Et puis il y avait ses vieux serviteurs : Cyprien, son majordome, qui avait à peu près son âge et dont les bagarres incessantes avec Plan-Crépin mettaient du piment dans la vie quotidienne, et Eulalie, sa sublime cuisinière, que son talent rendait digne de la table des dieux et qui s’ennuyait à mourir quand elle n’était pas là. On moins on allait pouvoir se régaler pendant quelques jours parce que la cuisine anglaise était, en dehors du breakfast et des pâtisseries du sempiternel thé, parfois à peine mangeable... Elle eut honte d’ailleurs de cette pensée un peu trop terre à terre au milieu du drame que l’on vivait...
Heureusement que Plan-Crépin était à ses côtés. Sans elle, la marquise eût peut-être choisi de descendre au Ritz pour ce bref séjour. Il y avait aussi Lisa qui semblait traîner derrière elle toute la misère du monde ! Dieu sait si l’on pouvait la comprendre, mais ce n’était pas la première fois qu’Aldo disparaissait sans qu’on puisse savoir où il était passé, et la certitude qu’il était toujours vivant était ancrée au cœur de la vieille dame comme dans celui de Plan-Crépin qui, elle, avait hâte de se remettre en chasse !
À peine installée, le premier mot de la jeune femme avait été pour réclamer celui que l’on était venu voir...
Il accourut, bien entendu, dès qu’il les sut de retour, et accepta le café que lui offrait Cyprien. Élégant comme à son habitude, dans un complet bleu marine adouci par une cravate à fines rayures rouges assortie au « canapé » rouge et or de commandeur de la Légion d’honneur qui avait chassé de la boutonnière la fleur traditionnelle, il arborait une mine sévère en s’inclinant sur la main de la marquise, puis sur celle de Lisa – et même sur celle de Marie-Angéline qui en resta pantoise, accoutumée qu’elle était à une virile poignée de main –, mais la petite flamme qui animait son œil bleu révélait qu’il était plutôt content :
— Vous vous êtes décidées à rentrer ? Je vous attendais plus tôt, bien que je vous sache en sécurité à Chartwell.
— De toute façon nous allions le quitter. Les travaux sont terminés chez les Sargent – où nous sommes toujours invitées ! – et d’ailleurs sir John annonce son retour. Au fond, commissaire, que voulez-vous qui nous arrive ?

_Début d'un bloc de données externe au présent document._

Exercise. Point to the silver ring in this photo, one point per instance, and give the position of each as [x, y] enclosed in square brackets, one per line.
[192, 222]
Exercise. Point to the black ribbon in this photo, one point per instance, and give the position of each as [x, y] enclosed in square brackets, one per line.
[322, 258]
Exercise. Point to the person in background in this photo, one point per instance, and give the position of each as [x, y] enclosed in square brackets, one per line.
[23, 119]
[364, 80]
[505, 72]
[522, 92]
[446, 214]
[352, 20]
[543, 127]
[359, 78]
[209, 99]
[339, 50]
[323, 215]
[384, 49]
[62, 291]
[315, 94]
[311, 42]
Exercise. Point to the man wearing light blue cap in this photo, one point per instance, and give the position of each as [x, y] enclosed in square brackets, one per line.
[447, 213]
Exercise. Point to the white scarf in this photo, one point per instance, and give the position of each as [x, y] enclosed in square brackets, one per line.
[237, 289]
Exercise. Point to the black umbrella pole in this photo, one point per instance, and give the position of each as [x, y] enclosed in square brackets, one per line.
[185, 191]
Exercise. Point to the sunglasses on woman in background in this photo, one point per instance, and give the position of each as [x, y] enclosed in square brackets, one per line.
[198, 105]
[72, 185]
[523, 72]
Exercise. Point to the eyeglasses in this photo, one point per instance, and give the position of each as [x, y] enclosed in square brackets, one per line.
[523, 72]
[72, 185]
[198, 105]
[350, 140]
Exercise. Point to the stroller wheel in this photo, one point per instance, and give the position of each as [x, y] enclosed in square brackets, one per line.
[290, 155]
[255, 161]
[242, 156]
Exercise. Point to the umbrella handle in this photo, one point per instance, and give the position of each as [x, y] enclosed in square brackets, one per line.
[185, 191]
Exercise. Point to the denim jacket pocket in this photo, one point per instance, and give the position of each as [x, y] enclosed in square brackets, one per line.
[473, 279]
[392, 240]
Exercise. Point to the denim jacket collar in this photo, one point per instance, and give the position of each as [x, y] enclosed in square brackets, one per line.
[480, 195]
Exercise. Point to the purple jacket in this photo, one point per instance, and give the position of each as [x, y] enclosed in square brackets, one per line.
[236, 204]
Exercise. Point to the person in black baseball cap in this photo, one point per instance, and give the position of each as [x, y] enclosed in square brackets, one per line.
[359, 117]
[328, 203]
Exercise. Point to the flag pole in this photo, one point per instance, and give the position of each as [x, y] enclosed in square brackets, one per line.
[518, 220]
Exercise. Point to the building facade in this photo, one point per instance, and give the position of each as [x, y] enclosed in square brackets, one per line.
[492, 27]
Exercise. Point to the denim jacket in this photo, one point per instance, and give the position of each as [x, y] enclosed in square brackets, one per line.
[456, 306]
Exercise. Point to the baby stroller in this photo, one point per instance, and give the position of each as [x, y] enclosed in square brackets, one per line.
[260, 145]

— Vous n’en savez rien et moi non plus, sinon que cette affaire est sûrement plus dangereuse qu’il n’y paraît ! Alors, pourquoi êtes-vous là étant donné votre esprit frondeur bien connu ? Quant à vous, princesse, surtout compte tenu de ce que vous devez endurer, pourquoi ne pas rester auprès de vos enfants ?

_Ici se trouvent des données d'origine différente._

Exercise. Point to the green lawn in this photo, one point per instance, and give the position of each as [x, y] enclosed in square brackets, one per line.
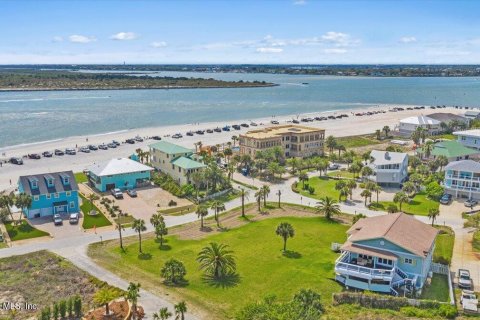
[438, 289]
[261, 266]
[444, 245]
[89, 221]
[357, 141]
[341, 173]
[80, 177]
[23, 231]
[419, 205]
[323, 187]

— Pour qu’ils conservent une mère si leur père est en danger..., fit-elle amèrement.
Mme de Sommières ne lui laissa pas le temps de continuer :
— Ne la tarabustez pas, mon cher Langlois ! Elle a besoin de vous tout autant que nous, car vous ignorez – je ne vois pas d’ailleurs comment vous auriez pu l’apprendre – que l’on a retrouvé Adalbert ?
— Quoi ? Et seulement lui ?
— Seulement lui ! – pardon, Lisa ! Et il n’en sait pas plus que nous sur ce qu’a pu devenir Aldo !
Naturellement, ce fut Marie-Angéline qui assuma le récit. Langlois l’écouta sans l’interrompre, même par une exclamation, mais les sourcils durement froncés, il était évident qu’il dominait sa colère.